Source:  Baltimore Sun Sunspot

                Real breakthrough or just false hopes?
                    Central Booking: Tentative agreement on full-time court at lockup
                    comes none too soon.

                    LET'S HOPE that yesterday's deal for a full-time court at Baltimore's
                    Central Booking and Intake Center is a real reform and not just a
                    negotiating ploy. Too much time has already been wasted on
                    bureaucratic wrangling in this city where slayings are rampant and the
                    criminal-justice system allows many murderers to go unpunished.

                    "We are finally moving forward," Mayor Martin O'Malley said of
                    Chief District Judge Martha F. Rasin's "conceptual" willingness to
                    place a judge at the intake center five days a week. In return, the
                    General Assembly agreed to free embargoed court funding.

                    Reaching this point took several years. This progress comes none too
                    soon. Just one year after Baltimore's malfunctioning courts and lethal
                    violence persuaded criminal-justice agencies to seek joint solutions,
                    their cooperation recently began to unravel.

                    The State's Attorney's Office stopped participating in bail reviews and
                    the public defender scaled back its representation of defendants.
                    Worsening the situation was the end this week of a private pilot
                    program that saved taxpayers millions of dollars by helping arrestees
                    avoid unnecessary pretrial incarceration.

                    These truly alarming developments seemed to have their inspiration in
                    Judge Rasin's fight with Mayor O'Malley over the Central Booking
                    court. The judiciary's obstructionism emboldened other agencies to
                    start backpedaling in hopes of winning higher budget and staff

                    This dangerous dissension now can be halted -- if the Central Booking
                    deal sticks.

                    The devil is in the details. And the important thing is not whether the
                    court operates five or seven days. The main issue is what the Central
                    Booking judge should do.

                    Mr. O'Malley wants 50 percent of minor offenses disposed within the
                    first 24 hours of arrest -- before these unimportant cases clog the
                    pretrial cells and the court system.
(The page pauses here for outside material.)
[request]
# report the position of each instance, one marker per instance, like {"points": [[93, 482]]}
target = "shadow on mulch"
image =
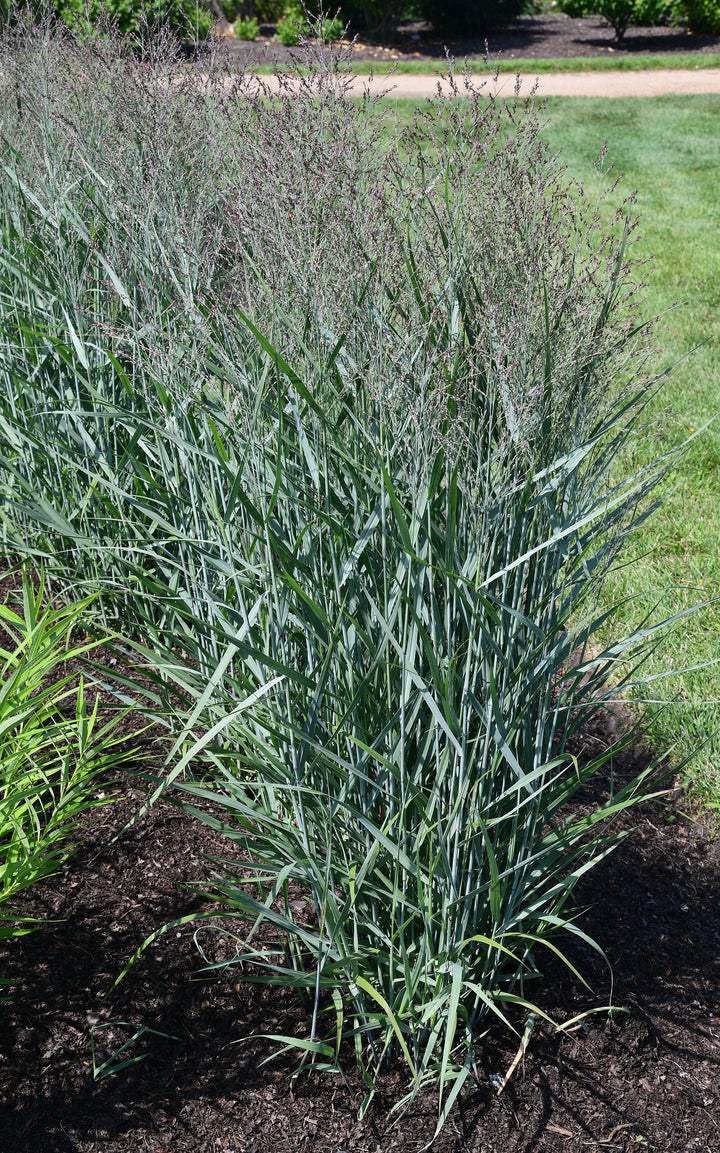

This goal can be achieved only if
                    the Central Booking judge hears a full docket.

                    When Judge Rasin initially expressed her willingness to post a judge
                    five days a week, she seemed to want the judge to hear only bail
                    reviews and certain pleas. Such a narrow scope clearly would not
                    produce the kinds of radical results the mayor wants.

                    Judge Rasin has taken some heavy hits in recent weeks for her
                    obstructionism. Her credibility with the public and the General
                    Assembly depends on the speed and clarity of the final
                    accommodation she negotiates.